# Raising a pier and beam house with problems



## jsvrcek (Aug 6, 2009)

Ok I just realized that I posted this in the wrong dang forum on accident, so let me try again.
I am working on a small 600 sq. ft pier and beam house that has some major problems. The structure consists of a main part that measures 24'x24' and an addition to one side that measures 10'x20'. I want to try to do the entire job myself due to the fact that money is really tight right now, and I feel that the building is small enough that it is possible. 
For starts, the entire structure needs to be raised about 2 ft. The problem is that there is a large portion of the house that is directly on the ground due to either the person that built it not building it high enough or the piers sunk into the ground because it wasn't prepared right. 
To make it more difficult the floor framing was not built right according to what my experience tells me. Instead of having a sill beam, then floor joist framing, the builder simply put his end joist across the pierstones. This has led to the end joist rotting on one side and the subfloor sitting on the piers. Of course this is the side that is sitting on the ground. 
So... Here are my questions. First how do I gain access to underneath the house where it is sitting on the ground without having to tunnel completely under the house? 
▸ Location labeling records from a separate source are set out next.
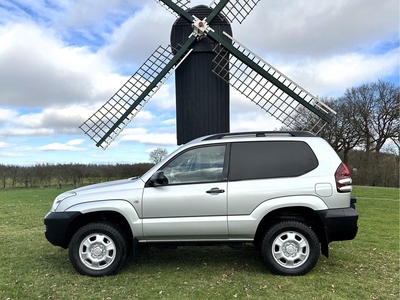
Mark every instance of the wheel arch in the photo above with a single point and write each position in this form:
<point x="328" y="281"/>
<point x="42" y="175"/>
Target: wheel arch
<point x="113" y="217"/>
<point x="301" y="214"/>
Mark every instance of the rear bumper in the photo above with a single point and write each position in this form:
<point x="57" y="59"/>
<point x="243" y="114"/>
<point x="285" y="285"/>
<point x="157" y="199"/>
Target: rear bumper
<point x="340" y="224"/>
<point x="57" y="225"/>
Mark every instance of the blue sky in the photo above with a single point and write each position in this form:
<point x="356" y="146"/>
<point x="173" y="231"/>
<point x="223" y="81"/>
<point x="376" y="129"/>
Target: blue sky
<point x="61" y="60"/>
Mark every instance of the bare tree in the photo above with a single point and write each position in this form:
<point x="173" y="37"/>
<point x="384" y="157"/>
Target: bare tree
<point x="157" y="155"/>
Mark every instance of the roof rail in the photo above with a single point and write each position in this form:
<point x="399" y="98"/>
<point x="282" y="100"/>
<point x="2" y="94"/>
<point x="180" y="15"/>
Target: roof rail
<point x="218" y="136"/>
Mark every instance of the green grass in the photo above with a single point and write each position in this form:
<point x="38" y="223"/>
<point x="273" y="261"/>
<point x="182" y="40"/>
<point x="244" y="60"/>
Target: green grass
<point x="364" y="268"/>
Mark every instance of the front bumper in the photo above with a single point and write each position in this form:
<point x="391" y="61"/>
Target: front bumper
<point x="58" y="227"/>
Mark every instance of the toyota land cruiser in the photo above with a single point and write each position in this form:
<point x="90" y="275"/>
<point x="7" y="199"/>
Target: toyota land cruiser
<point x="286" y="192"/>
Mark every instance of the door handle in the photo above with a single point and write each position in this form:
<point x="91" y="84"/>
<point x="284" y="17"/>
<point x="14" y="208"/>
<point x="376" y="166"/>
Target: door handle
<point x="215" y="191"/>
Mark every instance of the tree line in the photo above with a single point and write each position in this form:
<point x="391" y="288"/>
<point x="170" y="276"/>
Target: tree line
<point x="45" y="175"/>
<point x="365" y="132"/>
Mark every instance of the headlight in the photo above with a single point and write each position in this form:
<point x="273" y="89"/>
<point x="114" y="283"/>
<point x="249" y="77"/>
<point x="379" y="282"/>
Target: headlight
<point x="61" y="198"/>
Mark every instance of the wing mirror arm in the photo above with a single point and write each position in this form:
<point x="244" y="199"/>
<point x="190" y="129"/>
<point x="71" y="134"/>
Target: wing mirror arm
<point x="157" y="179"/>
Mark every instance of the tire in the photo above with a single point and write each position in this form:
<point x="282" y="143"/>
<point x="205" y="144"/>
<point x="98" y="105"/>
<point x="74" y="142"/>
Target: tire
<point x="290" y="248"/>
<point x="98" y="249"/>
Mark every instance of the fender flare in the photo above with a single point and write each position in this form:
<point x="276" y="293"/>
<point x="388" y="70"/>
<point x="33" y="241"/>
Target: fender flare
<point x="122" y="207"/>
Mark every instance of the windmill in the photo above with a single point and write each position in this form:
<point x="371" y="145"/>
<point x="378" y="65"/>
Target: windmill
<point x="232" y="62"/>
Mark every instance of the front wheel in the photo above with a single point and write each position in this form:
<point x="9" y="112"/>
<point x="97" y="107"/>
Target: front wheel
<point x="98" y="249"/>
<point x="290" y="248"/>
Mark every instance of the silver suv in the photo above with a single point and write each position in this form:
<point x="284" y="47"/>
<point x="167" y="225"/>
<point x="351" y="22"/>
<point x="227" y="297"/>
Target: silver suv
<point x="286" y="192"/>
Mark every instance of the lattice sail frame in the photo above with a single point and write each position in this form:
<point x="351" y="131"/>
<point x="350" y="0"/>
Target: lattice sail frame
<point x="121" y="103"/>
<point x="184" y="4"/>
<point x="290" y="112"/>
<point x="237" y="10"/>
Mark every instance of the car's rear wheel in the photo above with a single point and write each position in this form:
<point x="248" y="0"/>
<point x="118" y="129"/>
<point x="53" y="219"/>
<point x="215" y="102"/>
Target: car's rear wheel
<point x="98" y="249"/>
<point x="290" y="248"/>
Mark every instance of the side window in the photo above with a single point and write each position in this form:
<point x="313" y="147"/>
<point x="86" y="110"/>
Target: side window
<point x="275" y="159"/>
<point x="196" y="165"/>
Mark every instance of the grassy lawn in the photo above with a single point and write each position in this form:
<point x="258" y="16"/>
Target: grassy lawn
<point x="365" y="268"/>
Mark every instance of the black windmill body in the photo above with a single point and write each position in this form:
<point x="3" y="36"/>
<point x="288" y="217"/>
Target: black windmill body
<point x="206" y="59"/>
<point x="202" y="97"/>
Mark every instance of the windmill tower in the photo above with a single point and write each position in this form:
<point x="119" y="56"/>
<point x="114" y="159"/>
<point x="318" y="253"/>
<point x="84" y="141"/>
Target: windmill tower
<point x="232" y="63"/>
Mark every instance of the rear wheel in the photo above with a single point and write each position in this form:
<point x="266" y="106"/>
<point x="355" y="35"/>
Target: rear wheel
<point x="98" y="249"/>
<point x="290" y="248"/>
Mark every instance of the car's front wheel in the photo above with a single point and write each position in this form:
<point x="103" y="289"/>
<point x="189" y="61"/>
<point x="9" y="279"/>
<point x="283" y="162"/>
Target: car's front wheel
<point x="98" y="249"/>
<point x="290" y="248"/>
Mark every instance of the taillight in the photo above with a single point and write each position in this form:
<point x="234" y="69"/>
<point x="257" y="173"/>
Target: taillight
<point x="343" y="179"/>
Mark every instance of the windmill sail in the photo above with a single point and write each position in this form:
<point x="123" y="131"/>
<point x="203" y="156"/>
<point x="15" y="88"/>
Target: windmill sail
<point x="108" y="122"/>
<point x="237" y="10"/>
<point x="270" y="89"/>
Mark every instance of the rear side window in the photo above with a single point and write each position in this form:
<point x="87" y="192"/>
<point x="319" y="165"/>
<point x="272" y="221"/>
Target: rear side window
<point x="258" y="160"/>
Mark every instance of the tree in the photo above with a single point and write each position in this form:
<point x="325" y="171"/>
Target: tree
<point x="157" y="155"/>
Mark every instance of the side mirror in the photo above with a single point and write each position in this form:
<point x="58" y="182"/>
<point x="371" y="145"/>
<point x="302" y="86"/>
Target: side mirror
<point x="158" y="178"/>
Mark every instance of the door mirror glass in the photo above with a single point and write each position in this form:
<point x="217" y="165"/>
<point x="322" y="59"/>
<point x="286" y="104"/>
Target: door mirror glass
<point x="158" y="179"/>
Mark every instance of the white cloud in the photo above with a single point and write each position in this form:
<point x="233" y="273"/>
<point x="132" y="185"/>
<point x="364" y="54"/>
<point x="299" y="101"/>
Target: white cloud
<point x="68" y="146"/>
<point x="38" y="70"/>
<point x="142" y="136"/>
<point x="11" y="154"/>
<point x="4" y="145"/>
<point x="63" y="63"/>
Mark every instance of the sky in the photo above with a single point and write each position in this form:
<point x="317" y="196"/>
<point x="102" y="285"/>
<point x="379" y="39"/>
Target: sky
<point x="61" y="60"/>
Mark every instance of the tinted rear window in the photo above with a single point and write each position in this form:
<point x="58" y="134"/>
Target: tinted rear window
<point x="258" y="160"/>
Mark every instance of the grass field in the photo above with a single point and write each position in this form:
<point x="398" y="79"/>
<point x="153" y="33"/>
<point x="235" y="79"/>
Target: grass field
<point x="365" y="268"/>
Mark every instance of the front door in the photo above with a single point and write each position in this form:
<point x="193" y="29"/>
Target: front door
<point x="192" y="204"/>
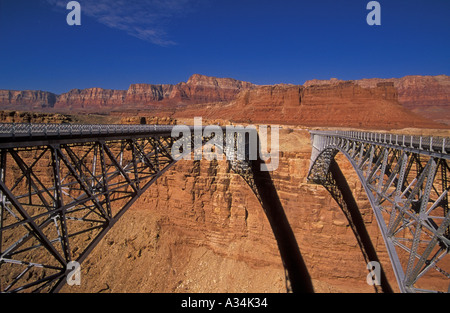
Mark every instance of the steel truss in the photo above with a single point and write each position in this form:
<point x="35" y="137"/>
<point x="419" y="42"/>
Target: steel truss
<point x="406" y="181"/>
<point x="63" y="187"/>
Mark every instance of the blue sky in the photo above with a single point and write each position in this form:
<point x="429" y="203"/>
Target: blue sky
<point x="122" y="42"/>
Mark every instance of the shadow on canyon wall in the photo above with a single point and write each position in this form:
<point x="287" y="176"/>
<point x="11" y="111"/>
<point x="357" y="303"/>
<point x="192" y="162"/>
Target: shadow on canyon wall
<point x="294" y="265"/>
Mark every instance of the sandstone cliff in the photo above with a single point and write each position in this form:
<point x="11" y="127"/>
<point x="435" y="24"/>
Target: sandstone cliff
<point x="344" y="104"/>
<point x="428" y="96"/>
<point x="27" y="99"/>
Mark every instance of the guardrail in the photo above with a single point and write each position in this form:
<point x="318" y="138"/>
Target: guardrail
<point x="424" y="143"/>
<point x="29" y="130"/>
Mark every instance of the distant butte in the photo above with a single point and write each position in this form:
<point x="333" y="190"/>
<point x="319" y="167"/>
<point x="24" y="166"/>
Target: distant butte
<point x="411" y="101"/>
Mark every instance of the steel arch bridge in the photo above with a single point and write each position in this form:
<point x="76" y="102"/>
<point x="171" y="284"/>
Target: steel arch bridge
<point x="406" y="181"/>
<point x="64" y="186"/>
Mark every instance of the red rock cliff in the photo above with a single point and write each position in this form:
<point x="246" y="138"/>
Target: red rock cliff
<point x="428" y="96"/>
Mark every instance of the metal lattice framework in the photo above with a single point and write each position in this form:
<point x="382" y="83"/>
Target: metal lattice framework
<point x="62" y="188"/>
<point x="406" y="181"/>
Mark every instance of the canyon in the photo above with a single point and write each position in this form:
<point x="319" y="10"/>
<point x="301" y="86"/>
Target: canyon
<point x="426" y="96"/>
<point x="200" y="228"/>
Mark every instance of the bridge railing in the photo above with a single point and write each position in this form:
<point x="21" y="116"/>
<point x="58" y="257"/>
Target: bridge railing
<point x="30" y="130"/>
<point x="424" y="143"/>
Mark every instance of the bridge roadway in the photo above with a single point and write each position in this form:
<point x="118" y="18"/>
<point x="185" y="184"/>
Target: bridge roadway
<point x="98" y="171"/>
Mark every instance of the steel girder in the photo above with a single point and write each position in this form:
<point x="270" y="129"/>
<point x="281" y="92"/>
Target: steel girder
<point x="63" y="187"/>
<point x="406" y="181"/>
<point x="60" y="195"/>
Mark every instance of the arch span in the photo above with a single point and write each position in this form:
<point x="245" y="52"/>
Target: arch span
<point x="406" y="184"/>
<point x="63" y="187"/>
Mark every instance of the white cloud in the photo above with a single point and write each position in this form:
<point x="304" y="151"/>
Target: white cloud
<point x="143" y="19"/>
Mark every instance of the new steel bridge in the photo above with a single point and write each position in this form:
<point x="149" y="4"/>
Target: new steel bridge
<point x="63" y="186"/>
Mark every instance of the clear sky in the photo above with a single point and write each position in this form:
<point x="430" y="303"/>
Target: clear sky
<point x="122" y="42"/>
Second does anybody have any experience raising a small house like this and how did you do it? 

Third should I correct the foundation framing in the process of raising and leveling the house?

Four In all who answers opinion when is a house just too far gone to save?

I've seen restorations where it appears that the entire floor framing is removed and replaced. While not worthy of being a "restoration" that might be the technique I need to use in order to save this house. How do they do that without losing structural integrity of the building?


----------



## inspectorD (Aug 7, 2009)

We see this question alot. The problem is, there are no quick fixes. Each home is different and really needs evaluation from an engineer.
good luck


----------



## Marita (Jul 25, 2010)

I've got a house built on pier and beam sometime between 1940-50 in North TX, where the soils 'move'. It does dip going down the hall to the back bedroom. Have had several inspections and several bids. Some inspectors don't even comment, some make it sound as if the house will cave tomorrow, if not sooner. Bids have ranged from 2,500 to 10,000. Most bid some form of lift and shim at a minimum to a whole new set of piers bored down to a minimum depth, however deep it may be, to soil containing < 2% moisture. Regardless of the original bid, every contractor, when I said no to the original bid, offered to do a "quick fix for 1,000 to 1,500 that might actually be all I need - after all, the house is 50+ years old." When asked what it was, it was a jack and shim the low spots and maybe cut into the beams so they lower onto the piers where high. Not to slam the integrity of contractors, but how I am I suppossed to make an informed decision here?


----------